After Mattis and McGurk resigned, senior Kurdish official Ilham Ahmed said the Kurds presented Moscow with a framework for possible talks with Damascus. The plan’s 11 points included the recognition of Syria’s territorial integrity and the inclusion of Kurdish-led forces within the Syrian army.

In return, the Kurds would get a political agreement establishing a decentralized Kurdish state, which would give them some level of self-governance. But the proposal never went anywhere.

The deal the Kurds’ struck this weekend with Syria and Russia was negotiated in Aleppo and finalized in Damascus, said Razan Hiddo, a senior Kurdish official. Kurdish forces will work side by side with the Syrian army to try to ward off the Turkish offensive, which began swiftly last week after Trump told Turkish President Reccep Tayyip Erdogan that U.S. troops would no longer be in the way.

Hiddo told the AP that the first part of the agreement will see Syrian forces deploy in the city of Manbij and be followed by Kobani — a strategic decision to keep the Turkish offensive from expanding west.

Another Kurdish official, Badran Ciya Kurd, said the deal applies only to military protection and was forced upon the Kurds once they determined that Trump’s decision could not be swayed.

“After we found that the U.S. decision is unwavering, we had to look into other options,” he said.

A combatant attends the funeral of five fighters for the Syrian Democratic Forces killed in battles against Turkey-led forces in the flashpoint town of Ras al-Ain along the border, on Oct. 14, 2019, in the Syrian Kurdish town of Qamishli. (Delil Souleiman/AFP via Getty Images)

On Tuesday, the results of the back channel were on clear display: Russia moved to fill the void left by the United States in northern Syria, deploying troops to keep apart advancing Syrian government forces and Turkish troops.

Syrian troops waved flags after they rolled into Manbij.

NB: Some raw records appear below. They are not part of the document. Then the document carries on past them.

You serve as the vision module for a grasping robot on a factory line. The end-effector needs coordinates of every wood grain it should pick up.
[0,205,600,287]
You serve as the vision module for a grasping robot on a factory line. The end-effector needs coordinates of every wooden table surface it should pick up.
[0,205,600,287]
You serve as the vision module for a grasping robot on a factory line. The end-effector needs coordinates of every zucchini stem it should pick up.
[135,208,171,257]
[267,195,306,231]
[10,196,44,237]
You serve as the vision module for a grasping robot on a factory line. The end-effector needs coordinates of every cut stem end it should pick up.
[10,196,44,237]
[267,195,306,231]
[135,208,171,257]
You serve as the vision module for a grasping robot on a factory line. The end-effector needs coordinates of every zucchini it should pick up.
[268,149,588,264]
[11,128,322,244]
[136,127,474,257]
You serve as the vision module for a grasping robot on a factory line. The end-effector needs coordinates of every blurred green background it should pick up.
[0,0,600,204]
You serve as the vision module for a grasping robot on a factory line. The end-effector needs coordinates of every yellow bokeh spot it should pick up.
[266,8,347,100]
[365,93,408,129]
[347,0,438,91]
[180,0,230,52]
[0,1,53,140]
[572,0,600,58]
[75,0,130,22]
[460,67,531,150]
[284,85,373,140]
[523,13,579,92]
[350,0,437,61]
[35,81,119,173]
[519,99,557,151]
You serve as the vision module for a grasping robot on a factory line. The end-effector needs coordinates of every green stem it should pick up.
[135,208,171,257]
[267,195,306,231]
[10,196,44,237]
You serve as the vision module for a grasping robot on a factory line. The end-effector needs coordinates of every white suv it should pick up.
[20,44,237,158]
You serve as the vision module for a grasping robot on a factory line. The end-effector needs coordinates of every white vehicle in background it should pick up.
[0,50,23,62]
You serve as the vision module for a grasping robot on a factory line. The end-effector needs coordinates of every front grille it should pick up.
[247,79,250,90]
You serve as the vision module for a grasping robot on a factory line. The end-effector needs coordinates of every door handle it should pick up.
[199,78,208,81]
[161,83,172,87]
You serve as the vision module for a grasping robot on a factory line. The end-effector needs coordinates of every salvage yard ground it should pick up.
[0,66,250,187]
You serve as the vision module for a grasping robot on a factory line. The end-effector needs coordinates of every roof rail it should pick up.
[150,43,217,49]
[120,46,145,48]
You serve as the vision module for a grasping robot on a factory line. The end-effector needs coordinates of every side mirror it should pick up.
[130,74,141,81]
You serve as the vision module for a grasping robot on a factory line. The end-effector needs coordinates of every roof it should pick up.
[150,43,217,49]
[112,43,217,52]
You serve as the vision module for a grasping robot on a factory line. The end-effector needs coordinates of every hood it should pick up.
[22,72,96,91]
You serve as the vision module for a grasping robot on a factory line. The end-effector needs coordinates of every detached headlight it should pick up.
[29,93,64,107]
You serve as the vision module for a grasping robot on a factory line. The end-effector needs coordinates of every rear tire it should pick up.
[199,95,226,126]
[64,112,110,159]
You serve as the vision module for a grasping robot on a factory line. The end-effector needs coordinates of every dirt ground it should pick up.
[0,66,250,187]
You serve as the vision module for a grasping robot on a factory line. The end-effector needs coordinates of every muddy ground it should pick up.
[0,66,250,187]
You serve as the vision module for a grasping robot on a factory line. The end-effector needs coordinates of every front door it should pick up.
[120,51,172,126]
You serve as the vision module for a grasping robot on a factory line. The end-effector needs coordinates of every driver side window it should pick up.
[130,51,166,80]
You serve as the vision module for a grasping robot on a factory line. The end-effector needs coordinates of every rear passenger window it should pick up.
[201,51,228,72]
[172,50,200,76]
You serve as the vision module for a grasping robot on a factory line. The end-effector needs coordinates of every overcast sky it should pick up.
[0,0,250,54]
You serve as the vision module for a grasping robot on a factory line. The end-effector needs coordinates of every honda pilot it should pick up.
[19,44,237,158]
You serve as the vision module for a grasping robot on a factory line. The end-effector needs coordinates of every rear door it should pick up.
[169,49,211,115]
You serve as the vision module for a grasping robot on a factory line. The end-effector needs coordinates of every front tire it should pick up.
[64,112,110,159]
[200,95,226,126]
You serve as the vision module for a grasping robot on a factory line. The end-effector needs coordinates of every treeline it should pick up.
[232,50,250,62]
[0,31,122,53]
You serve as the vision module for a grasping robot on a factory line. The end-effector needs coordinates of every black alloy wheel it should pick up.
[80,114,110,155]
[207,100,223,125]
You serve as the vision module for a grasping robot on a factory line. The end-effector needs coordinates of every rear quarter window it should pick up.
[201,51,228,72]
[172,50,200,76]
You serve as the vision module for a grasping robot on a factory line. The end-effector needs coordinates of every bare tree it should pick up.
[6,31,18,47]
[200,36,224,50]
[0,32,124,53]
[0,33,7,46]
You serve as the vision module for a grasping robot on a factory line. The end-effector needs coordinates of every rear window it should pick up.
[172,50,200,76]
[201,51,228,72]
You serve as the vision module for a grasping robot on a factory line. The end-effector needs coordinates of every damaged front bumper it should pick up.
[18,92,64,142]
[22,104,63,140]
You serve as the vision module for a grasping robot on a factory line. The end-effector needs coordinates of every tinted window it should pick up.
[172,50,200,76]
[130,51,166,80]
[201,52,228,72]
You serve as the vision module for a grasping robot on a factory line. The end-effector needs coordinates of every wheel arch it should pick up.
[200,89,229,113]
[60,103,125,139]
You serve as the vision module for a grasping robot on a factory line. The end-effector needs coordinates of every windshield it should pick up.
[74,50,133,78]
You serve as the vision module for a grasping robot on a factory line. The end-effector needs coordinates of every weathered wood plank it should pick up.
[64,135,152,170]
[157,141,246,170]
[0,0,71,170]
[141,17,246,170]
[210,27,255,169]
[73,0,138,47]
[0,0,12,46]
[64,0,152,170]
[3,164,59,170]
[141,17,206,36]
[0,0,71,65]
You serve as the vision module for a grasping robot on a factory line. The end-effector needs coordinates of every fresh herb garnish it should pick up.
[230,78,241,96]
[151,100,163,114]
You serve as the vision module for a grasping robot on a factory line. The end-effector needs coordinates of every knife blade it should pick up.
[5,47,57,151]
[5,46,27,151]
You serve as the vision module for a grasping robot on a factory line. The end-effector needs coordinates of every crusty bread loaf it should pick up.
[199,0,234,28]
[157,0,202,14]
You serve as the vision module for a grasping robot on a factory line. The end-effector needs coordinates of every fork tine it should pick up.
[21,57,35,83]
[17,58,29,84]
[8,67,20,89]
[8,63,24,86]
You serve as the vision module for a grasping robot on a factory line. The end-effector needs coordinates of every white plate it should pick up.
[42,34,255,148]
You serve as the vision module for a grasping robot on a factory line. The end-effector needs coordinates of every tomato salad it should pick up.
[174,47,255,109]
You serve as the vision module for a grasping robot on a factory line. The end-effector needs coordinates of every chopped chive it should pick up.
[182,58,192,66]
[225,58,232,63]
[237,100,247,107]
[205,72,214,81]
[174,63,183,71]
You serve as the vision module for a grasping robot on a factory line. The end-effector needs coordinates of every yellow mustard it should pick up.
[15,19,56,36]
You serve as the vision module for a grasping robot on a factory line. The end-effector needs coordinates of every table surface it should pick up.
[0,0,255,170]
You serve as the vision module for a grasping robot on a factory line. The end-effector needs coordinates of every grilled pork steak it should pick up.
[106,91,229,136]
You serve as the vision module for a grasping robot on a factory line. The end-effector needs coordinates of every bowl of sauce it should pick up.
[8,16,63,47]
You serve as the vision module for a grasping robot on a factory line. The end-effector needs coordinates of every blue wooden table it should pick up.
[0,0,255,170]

Trump, meanwhile, has dug in on his decision to pull out the troops, believing it fulfills a key campaign promise and will be a winning issue in the 2020 election, according to three White House officials and Republicans close to the White House.

It’s not a new issue for the president: He rallied around it in 2016 and, during his term, repeatedly urged bringing the troops home only to be talked out of it by moderating forces like Mattis and his former chief of staff, John Kelly.

But those guardrails are gone, and the issue never left Trump’s mind. He has told aides that the chants of “Bring them home!” from his rally crowds, including one in Minnesota earlier this month, are evidence that the decision is popular with his base — a key demographic as he heads into the 2020 election.

Russia and Syria, meanwhile, are in a strong position to fill the vacuum left by Trump.

Last week, Russian Foreign Minister Sergey Lavrov was asked about how both the Syrians and the Kurds were looking for Russia to step in as a mediator.

Lavrov made no promises, but said, “We’ll see what we can do.”

El Deeb reported from Beirut. Associated Press Writer Jonathan Lemire in Washington contributed to this report.